You are viewing a plain text version of this content. The canonical link for it is here.
Posted to issues@spark.apache.org by "Ondrej Kokes (JIRA)" <ji...@apache.org> on 2017/10/11 06:32:00 UTC
[jira] [Updated] (SPARK-22236) CSV I/O: does not respect RFC 4180
[ https://issues.apache.org/jira/browse/SPARK-22236?page=com.atlassian.jira.plugin.system.issuetabpanels:all-tabpanel ]
Ondrej Kokes updated SPARK-22236:
---------------------------------
Description:
When reading or writing CSV files with Spark, double quotes are escaped with a backslash by default. However, the appropriate behaviour as set out by RFC 4180 (and adhered to by many software packages) is to escape using a second double quote.

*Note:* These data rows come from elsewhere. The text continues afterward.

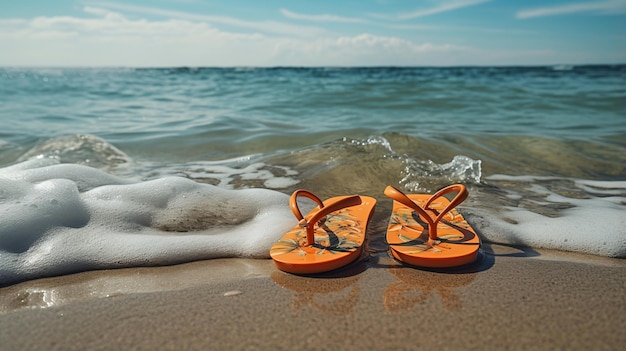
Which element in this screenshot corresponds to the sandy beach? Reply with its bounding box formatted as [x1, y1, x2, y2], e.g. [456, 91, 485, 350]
[0, 244, 626, 350]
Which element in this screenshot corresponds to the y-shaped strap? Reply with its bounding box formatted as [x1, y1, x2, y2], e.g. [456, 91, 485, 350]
[289, 189, 362, 245]
[385, 184, 468, 242]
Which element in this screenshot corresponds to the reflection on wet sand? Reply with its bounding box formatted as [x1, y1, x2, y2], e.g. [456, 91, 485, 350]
[383, 267, 476, 312]
[271, 271, 361, 316]
[0, 259, 274, 314]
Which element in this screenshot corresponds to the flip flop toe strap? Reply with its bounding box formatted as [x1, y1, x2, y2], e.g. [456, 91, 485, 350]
[385, 184, 468, 241]
[289, 189, 362, 245]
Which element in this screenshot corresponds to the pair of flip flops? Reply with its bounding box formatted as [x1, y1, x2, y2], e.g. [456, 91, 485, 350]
[270, 184, 480, 274]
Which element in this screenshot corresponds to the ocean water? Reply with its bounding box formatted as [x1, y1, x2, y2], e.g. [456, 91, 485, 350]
[0, 65, 626, 285]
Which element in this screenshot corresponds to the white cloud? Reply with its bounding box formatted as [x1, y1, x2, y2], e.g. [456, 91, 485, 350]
[0, 7, 478, 67]
[396, 0, 490, 20]
[515, 0, 626, 19]
[280, 9, 367, 23]
[84, 2, 325, 37]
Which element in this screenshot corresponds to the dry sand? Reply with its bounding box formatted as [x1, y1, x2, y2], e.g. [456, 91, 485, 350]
[0, 245, 626, 350]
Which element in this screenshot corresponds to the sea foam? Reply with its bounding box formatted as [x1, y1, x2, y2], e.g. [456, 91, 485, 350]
[0, 159, 296, 285]
[463, 175, 626, 258]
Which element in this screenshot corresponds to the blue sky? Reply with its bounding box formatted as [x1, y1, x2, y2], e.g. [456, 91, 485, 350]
[0, 0, 626, 67]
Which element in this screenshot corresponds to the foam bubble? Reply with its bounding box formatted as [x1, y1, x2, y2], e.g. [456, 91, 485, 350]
[463, 175, 626, 258]
[0, 159, 296, 285]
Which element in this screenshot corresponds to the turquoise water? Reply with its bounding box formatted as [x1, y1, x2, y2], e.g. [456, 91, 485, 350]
[0, 65, 626, 286]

This piece of Python code demonstrates the issue
{code}
import csv
with open('testfile.csv', 'w') as f:
cw = csv.writer(f)
cw.writerow(['a 2.5" drive', 'another column'])
cw.writerow(['a "quoted" string', '"quoted"'])
cw.writerow([1,2])
with open('testfile.csv') as f:
print(f.read())
# "a 2.5"" drive",another column
# "a ""quoted"" string","""quoted"""
# 1,2
spark.read.csv('testfile.csv').collect()
# [Row(_c0='"a 2.5"" drive"', _c1='another column'),
# Row(_c0='"a ""quoted"" string"', _c1='"""quoted"""'),
# Row(_c0='1', _c1='2')]
# explicitly stating the escape character fixed the issue
spark.read.option('escape', '"').csv('testfile.csv').collect()
# [Row(_c0='a 2.5" drive', _c1='another column'),
# Row(_c0='a "quoted" string', _c1='"quoted"'),
# Row(_c0='1', _c1='2')]
{code}
The same applies to writes, where reading the file written by Spark may result in garbage.
{code}
df = spark.read.option('escape', '"').csv('testfile.csv') # reading the file correctly
df.write.format("csv").save('testout.csv')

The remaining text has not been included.